Invece scoperchiare il vaso di pandora e far uscire tutta la melma fuori è geniale.
Troppo comodo stare zitti e discutere di queste problematiche tra 4 mura per poi smentire le teorie altrui.
La gente deve sapere chi muove i fili e chi indirizza il calcio italiano.
Dal pino nei giorni scorsi ha riportato che è stata l'inter a rifiutare di giocare al lunedi, l'inter non ci sta e sbugiarda i mafiosi.


----------



## A.C Milan 1899 (3 Marzo 2020)

sunburn ha scritto:


> Le “altre sedi” sono quelle che hanno deciso che, prese due regioni con più o meno lo stesso numero di casi, in una si potesse giocare, nell’altra no.
> Le “altre sedi” sono quelle che hanno consentito alle persone provenienti da Bergamo di farsi tutta la penisola per arrivare a Lecce e hanno stabilito che i Lombardi non potessero(e non possano) andare in Piemonte.
> Le “altre sedi” sono quelle che hanno immediatamente fissato una data per Juventus- Inter e ancora non hanno fissato la data per Inter-Sampdoria, partita che si sarebbe dovuta giocare una settimana prima. Si tratta di una PALESE violazione dei regolamenti che prevedono che le partite vadano recuperate nella prima data disponibile. Quindi avrebbero dovuto caledarizzare PRIMA Inter-Sampdoria e poi le altre.
> 
> In poche parole, le “altri sedi” hanno preso mille decisioni contrastanti fra loro ma tutte accomunate dal fatto che non ledono gli interessi del Piemonte calcio. Di cosa stiamo parlando?

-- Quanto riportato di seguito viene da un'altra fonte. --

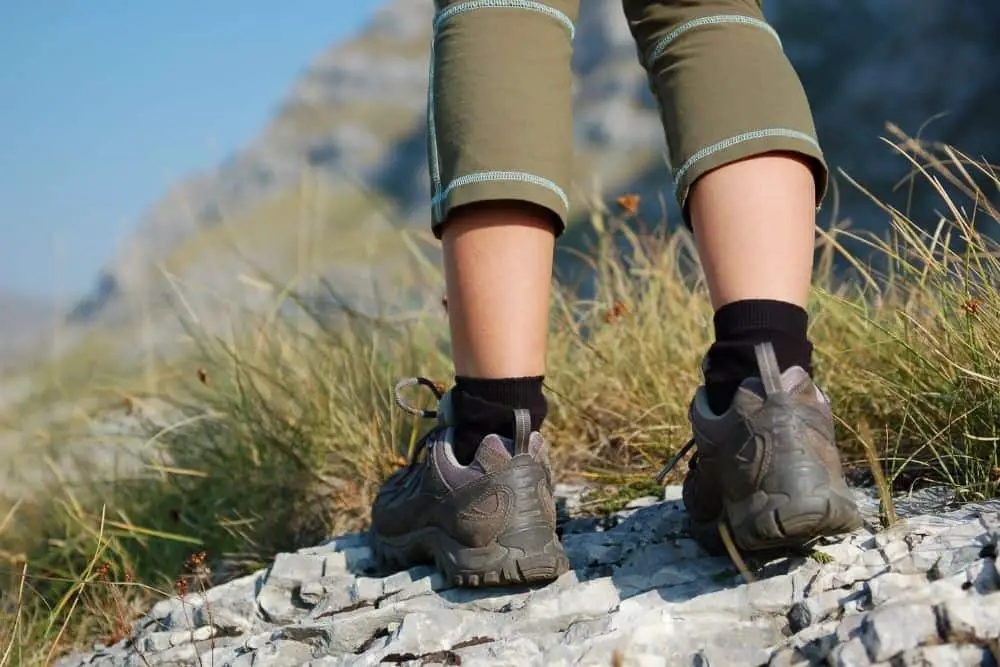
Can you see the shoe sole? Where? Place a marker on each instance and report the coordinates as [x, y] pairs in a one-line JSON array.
[[527, 556], [766, 522]]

Esatto. Che poi è quello che ho detto io scrivendo che Zhang si è trovato di fronte un sistema MARCIO fin nelle fondamenta e ha deciso di attaccarlo, non volendo arrivare al 2030 a zeru tituli.


----------



## Nevergiveup (3 Marzo 2020)

Admin ha scritto:


> Clamoroso attacco di Steven Zhang a Dal Pino, presidente della Lega Serie A. Ecco quanto scritto sui social dall'account ufficiale del presidente dell'Inter:"Sei il più grande clown che abbia mai visto. 24 ore, 48 ore e 7 giorni, cos'altro? Quale è il tuo prossimo passo. E tu parli di sportività, di campionato regolare. Cosa dici sul fatto che non proteggiamo i nostri giocatori e allenatori e chiedi loro di giocare 24 ore al giorno e 7 giorni su 7. Sto parlando a te, il nostro presidente di Lega, vergognati. E’ ora di alzarsi e prenderti le tue responsabilità. E’ così che si farebbe nel 2020. E’ un argomento per chiunque nel mondo, non importa se sei un tifoso dell’Inter o della Juventus. Per favore, stai attento! E’ la cosa più importante per te, per la tua famiglia e per la nostra società".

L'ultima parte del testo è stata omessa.